But it is impossible to conceive of the suffrage as a right dependent at all upon such an irrelevant condition as sex. It is an individual, a personal right. It may be withheld by force; but if withheld by reason of sex it is a moral robbery.
But it is said that the duties of maternity disqualify for the performance of the act of voting. It can not be, and I think is not claimed by any one, that the mother who otherwise would be fit to vote is rendered mentally or morally less fit to exercise this high function in the state because of motherhood. On the contrary, if any woman has a motive more than another person, man or woman, to secure the enactment and enforcement of good laws, it is the mother, who, beside her own life, person, and property, to the protection of which the ballot is as essential as to the same rights possessed by man, has her little contingent of immortal beings to conduct safely to the portals of active life through all the snares and pitfalls woven around them by bad men and bad laws which bad men have made, or good laws which bad men, unhindered by the good, have defied or have prostituted, and rightly to prepare, them for the discharge of all the duties of their day and generation, including the exercise of the very right denied to their mother.

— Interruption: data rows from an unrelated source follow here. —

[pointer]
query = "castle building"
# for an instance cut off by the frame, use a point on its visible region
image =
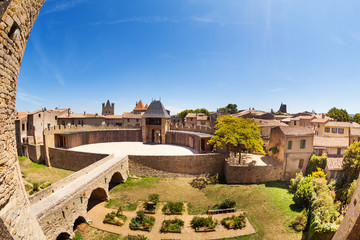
(108, 109)
(155, 123)
(140, 108)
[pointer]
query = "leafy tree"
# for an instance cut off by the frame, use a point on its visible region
(356, 118)
(351, 162)
(339, 114)
(237, 134)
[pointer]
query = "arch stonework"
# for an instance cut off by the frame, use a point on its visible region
(17, 220)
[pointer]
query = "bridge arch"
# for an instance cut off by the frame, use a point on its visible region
(63, 236)
(97, 196)
(79, 221)
(116, 179)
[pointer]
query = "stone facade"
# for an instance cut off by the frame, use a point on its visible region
(73, 160)
(108, 109)
(191, 164)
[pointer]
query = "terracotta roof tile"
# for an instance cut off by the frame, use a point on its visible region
(296, 131)
(331, 141)
(334, 163)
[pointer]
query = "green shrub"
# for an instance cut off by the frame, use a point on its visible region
(172, 225)
(304, 192)
(350, 191)
(227, 203)
(173, 208)
(294, 182)
(154, 198)
(201, 222)
(234, 222)
(299, 223)
(115, 218)
(142, 222)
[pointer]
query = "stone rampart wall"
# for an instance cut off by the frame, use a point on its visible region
(34, 152)
(63, 214)
(69, 179)
(189, 164)
(73, 160)
(100, 136)
(252, 174)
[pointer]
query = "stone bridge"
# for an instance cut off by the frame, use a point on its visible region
(64, 205)
(17, 219)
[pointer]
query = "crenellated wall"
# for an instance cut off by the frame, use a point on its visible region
(212, 163)
(73, 160)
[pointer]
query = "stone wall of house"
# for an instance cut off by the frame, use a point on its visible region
(252, 174)
(191, 164)
(34, 152)
(73, 160)
(16, 218)
(350, 226)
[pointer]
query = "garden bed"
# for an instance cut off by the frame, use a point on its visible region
(172, 226)
(142, 222)
(234, 222)
(115, 218)
(202, 224)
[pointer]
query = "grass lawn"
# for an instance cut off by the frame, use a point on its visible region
(268, 205)
(39, 173)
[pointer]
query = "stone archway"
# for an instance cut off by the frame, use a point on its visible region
(97, 196)
(115, 180)
(78, 221)
(63, 236)
(17, 21)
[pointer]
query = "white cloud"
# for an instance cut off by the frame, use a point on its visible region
(276, 90)
(62, 5)
(338, 40)
(35, 100)
(152, 19)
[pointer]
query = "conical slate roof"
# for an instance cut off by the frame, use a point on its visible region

Certainly, if but for motherhood she should vote, then ten thousand times more necessary is it that the mother should be guarded and armed with this great social and political power for the sake of all men and women who are yet to be. But it is said that she has not the time. Let us see. By the best deductions I can make from the census and from other sources there are 15,000,000 women of voting age in this country at the present time, of whom not more than 10,000,000 are married and not more than 7,500,000 are still liable to the duties of maternity, for it will be remembered that a large proportion of the mothers of our country at any given time are below the voting age, while of those who are above it another large proportion have passed beyond the point of this objection. Not more than one-half the female population of voting age are liable to this objection. Then why disfranchise the 7,500,000, the other half, as to whom your objection, even if valid as to any, does not apply at all; and these, too, as a class the most mature and therefore the best qualified to vote of any of their sex? But how much is there of this objection of want of time or physical strength to vote, in its application to women who are bearing and training the coming millions? The families of the country average five persons in number. If we assume that this gives an average of three children to every pair, which is probably the full number, or if we assume that every married mother, after she becomes of voting age, bears three children, which is certainly the full allowance, and that twenty-four years are consumed in doing it, there is one child born every eight years whose coming is to interfere with the exercise of a duty of privilege which, in most States, and in all the most important elections, occurs only one day in two years.